After marriage started experiencing continuous and increasing and interference of my in-laws in our day to day life and later spoiling my 3 years child(born in AUG' 2012). They continued staying with us and now not willing to move out (even after several conflicts) although they have their own flat before my marriage. Later my brother in-law got married in 2014 and he is also staying in the same house with his wife.
My Wife is neither willing to ask/leave them to go to their flat( 3 bed room) nor she herself willing to move out in some other rented place.
Looking at this for more than a year I resigned from my job and went to Qatar so that she can join me. She said will come only for some days for visit purpose. And will join permanently only after 5-6 years.
She has booked a flat by her parents choice, has taken additional 3 LIC policies and wants me to take care of all the expenses by working in gulf. Whereas, I have never wanted to leave my family alone at any time.
Six months back I returned to India to find that no proper care is being taken of my child...keeps falling ill. Also her attitude have changed and become abusive and foulmouthed to me my family and when her temper goes up even handles the child badly. All she wants that I should go back and keep sending her money to fulfill her aspirations.

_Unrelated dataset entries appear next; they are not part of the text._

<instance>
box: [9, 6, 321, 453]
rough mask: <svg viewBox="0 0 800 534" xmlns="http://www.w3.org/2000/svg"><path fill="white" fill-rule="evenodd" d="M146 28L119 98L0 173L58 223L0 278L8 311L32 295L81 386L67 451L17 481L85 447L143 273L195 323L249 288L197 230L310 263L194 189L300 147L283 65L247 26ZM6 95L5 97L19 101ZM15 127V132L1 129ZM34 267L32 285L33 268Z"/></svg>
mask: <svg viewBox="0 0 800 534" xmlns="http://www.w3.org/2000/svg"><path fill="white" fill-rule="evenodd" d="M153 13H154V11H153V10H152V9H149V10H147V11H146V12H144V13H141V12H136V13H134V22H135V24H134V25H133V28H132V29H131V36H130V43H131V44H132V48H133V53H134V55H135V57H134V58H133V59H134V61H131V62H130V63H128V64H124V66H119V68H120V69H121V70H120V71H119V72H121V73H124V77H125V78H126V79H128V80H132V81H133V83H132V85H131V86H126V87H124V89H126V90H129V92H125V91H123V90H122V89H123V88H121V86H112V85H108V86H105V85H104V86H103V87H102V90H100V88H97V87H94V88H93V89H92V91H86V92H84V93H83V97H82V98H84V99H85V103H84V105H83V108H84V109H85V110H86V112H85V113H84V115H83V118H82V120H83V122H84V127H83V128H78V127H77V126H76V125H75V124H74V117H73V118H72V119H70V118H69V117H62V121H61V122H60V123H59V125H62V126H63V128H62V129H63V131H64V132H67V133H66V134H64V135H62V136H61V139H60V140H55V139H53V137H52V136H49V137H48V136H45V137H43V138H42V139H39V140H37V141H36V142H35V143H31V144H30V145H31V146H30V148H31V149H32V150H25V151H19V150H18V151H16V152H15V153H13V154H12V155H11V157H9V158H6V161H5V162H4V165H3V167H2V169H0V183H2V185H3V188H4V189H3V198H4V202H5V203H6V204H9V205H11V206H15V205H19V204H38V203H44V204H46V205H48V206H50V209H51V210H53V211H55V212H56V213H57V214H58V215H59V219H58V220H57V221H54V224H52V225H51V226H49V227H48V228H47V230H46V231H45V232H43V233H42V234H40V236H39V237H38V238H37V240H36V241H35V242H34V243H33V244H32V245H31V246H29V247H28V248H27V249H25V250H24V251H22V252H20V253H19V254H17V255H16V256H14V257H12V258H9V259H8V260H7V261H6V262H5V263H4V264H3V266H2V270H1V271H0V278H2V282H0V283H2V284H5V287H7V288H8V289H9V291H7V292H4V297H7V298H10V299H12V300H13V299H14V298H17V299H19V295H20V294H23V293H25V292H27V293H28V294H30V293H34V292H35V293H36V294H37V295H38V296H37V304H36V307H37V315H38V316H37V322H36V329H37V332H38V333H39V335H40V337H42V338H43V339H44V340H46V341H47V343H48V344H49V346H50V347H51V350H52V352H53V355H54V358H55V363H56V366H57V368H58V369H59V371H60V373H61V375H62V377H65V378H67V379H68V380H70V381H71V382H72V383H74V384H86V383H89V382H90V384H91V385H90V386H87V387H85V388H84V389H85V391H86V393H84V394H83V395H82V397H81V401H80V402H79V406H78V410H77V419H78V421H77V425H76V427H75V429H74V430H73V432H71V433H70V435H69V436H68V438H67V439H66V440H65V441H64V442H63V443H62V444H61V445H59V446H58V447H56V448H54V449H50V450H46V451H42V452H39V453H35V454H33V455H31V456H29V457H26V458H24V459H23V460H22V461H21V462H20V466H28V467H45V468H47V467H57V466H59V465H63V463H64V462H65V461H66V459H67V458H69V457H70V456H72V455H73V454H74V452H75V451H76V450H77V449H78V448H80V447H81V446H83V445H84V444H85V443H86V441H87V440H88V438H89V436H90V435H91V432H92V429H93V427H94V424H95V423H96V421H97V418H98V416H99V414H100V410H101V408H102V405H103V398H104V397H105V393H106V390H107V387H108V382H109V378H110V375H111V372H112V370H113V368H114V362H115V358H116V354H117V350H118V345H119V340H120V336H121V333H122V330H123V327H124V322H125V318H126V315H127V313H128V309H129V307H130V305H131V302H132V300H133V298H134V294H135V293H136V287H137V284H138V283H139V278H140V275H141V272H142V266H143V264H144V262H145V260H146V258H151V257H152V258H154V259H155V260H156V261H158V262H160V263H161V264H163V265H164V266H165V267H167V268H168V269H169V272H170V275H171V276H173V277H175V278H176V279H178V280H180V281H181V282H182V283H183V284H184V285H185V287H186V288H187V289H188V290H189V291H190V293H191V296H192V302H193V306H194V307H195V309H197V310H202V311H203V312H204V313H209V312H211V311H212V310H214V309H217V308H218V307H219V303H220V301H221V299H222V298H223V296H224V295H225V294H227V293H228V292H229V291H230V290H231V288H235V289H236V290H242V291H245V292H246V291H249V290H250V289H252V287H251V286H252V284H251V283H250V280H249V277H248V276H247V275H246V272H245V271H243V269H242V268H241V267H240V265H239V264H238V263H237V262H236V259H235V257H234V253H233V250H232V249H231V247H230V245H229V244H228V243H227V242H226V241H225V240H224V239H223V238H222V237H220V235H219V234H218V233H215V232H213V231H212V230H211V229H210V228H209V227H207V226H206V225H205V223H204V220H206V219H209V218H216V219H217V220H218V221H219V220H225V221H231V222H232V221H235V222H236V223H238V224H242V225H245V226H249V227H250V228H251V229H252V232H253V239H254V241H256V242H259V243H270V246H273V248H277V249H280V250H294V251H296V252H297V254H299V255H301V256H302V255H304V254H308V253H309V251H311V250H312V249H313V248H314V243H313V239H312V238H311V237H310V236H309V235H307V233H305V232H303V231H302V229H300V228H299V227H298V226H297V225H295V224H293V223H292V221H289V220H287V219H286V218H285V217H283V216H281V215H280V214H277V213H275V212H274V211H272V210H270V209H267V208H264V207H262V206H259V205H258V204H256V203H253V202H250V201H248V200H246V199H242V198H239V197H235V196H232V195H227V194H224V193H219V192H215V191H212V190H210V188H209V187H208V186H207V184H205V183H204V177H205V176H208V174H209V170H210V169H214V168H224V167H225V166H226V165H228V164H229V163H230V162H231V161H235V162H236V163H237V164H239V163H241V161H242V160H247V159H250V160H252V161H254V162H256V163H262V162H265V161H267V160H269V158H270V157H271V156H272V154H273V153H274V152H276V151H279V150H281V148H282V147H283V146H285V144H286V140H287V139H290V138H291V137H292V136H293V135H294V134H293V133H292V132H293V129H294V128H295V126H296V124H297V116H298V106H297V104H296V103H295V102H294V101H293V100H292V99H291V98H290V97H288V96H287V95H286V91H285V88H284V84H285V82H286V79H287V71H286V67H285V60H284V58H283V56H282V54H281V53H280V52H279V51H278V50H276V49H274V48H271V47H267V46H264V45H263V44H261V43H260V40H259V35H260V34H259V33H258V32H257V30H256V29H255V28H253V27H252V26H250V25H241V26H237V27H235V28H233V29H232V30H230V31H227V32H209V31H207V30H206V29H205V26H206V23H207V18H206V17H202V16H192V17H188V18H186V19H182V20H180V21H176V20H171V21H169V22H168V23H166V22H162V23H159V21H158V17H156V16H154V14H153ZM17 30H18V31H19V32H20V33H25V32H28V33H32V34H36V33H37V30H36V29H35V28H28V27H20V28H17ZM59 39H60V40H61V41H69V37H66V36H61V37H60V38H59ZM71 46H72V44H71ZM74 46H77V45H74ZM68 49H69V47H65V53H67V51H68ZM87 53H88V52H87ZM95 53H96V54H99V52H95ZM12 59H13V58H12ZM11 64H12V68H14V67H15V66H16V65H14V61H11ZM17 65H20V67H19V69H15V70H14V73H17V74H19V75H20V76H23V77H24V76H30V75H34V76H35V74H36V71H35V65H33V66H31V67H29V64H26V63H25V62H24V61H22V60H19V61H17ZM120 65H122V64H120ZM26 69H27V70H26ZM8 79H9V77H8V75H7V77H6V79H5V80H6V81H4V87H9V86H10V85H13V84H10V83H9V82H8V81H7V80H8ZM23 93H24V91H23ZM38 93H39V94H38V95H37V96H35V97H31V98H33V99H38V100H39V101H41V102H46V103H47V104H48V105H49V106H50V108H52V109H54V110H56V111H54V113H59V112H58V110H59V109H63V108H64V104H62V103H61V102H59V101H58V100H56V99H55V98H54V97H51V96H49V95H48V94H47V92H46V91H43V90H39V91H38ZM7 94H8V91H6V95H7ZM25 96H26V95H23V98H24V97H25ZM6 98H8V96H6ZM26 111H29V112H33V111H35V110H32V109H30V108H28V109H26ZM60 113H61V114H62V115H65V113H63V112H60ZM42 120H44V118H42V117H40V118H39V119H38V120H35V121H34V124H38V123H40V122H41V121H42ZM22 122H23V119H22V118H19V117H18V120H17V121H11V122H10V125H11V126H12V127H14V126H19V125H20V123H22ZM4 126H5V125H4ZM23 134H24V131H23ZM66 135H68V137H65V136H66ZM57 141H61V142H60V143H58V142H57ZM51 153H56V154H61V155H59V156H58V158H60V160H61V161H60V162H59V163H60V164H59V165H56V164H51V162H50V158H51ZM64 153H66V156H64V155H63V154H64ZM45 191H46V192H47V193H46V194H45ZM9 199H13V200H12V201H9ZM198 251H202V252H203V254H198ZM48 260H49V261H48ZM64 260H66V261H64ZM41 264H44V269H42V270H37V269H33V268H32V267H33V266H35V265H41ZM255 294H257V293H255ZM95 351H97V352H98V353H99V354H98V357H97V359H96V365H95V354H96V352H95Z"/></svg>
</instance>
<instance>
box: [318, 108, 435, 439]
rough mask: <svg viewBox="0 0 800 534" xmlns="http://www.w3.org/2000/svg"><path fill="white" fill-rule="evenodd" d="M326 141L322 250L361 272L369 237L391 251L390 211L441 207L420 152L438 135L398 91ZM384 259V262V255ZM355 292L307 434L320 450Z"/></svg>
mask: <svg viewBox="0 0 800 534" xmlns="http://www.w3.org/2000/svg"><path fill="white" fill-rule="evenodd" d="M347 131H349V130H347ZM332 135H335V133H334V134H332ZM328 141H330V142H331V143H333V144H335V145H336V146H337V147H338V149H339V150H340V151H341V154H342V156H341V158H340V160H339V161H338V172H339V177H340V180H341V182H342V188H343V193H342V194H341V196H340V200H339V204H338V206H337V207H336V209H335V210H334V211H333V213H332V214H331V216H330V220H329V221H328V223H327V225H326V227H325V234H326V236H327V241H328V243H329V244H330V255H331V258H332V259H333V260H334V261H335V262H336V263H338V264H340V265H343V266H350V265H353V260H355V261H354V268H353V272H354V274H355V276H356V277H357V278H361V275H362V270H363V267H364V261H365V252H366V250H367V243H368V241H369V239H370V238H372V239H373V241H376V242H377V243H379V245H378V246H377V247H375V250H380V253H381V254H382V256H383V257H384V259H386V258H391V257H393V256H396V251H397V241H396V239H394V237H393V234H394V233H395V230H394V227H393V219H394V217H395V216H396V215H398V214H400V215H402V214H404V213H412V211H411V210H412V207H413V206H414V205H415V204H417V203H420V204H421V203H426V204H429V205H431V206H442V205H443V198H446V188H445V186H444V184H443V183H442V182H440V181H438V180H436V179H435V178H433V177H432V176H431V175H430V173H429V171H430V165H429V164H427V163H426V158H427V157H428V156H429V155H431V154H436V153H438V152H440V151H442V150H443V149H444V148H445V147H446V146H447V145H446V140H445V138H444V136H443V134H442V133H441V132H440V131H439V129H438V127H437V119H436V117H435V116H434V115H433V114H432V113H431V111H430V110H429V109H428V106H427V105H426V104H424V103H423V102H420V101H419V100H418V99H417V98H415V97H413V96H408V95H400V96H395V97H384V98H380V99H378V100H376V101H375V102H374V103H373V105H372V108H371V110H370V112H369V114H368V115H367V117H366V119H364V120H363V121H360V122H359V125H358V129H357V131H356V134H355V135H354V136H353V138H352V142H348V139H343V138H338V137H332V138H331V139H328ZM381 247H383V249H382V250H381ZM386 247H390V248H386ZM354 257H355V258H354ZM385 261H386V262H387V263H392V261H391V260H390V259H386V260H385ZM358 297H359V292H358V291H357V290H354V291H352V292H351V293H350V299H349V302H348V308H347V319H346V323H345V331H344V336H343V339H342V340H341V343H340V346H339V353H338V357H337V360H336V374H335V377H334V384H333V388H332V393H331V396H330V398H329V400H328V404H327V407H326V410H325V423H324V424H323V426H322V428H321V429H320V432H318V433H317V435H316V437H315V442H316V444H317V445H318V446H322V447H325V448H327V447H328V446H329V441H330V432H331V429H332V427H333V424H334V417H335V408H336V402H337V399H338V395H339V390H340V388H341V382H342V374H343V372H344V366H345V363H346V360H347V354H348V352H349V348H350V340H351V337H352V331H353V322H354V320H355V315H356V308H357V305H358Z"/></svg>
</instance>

Now If I look for job anywhere in India and unable to put up to her expenses I fear she is going to take her ‘course of actions’. As her parents have been prompting her since the days of her pregnancy that “if anything happens... you just tear your clothes and walk straight to the police station”. In fact she had tried twice attempting this by the leaving the house barefooted to threaten me.
My mom has expired in 2004. Dad (75 years) residing with my elder sister since 2013. No interaction with any of my family members since 2013.
Her intentions are quite clear i.e. of filing false DV and other dowry related cases/ spoiling my reputation and career, if not accepting her 'terms and conditions'. Wants to have her say (in accordance to her parents’ decision) in all our affairs - right from selecting milkman, house maid, doctor for our child to booking of flat or anything for the matter of fact.
My Queries:
1. What should be my future course of action as she is completely ‘remote controlled’ by her parents? She can go to any length especially if prompted by her dad.
2. Meanwhile I am at a fix as to whether I should continue working abroad (which I am not interested in) OR get a job somewhere else leaving my hometown?
3. In case I am taking any legal steps, Is it necessary to file the petition in my own district court or can it be done from elsewhere like Bangalore?
Please Guide me respected forum members.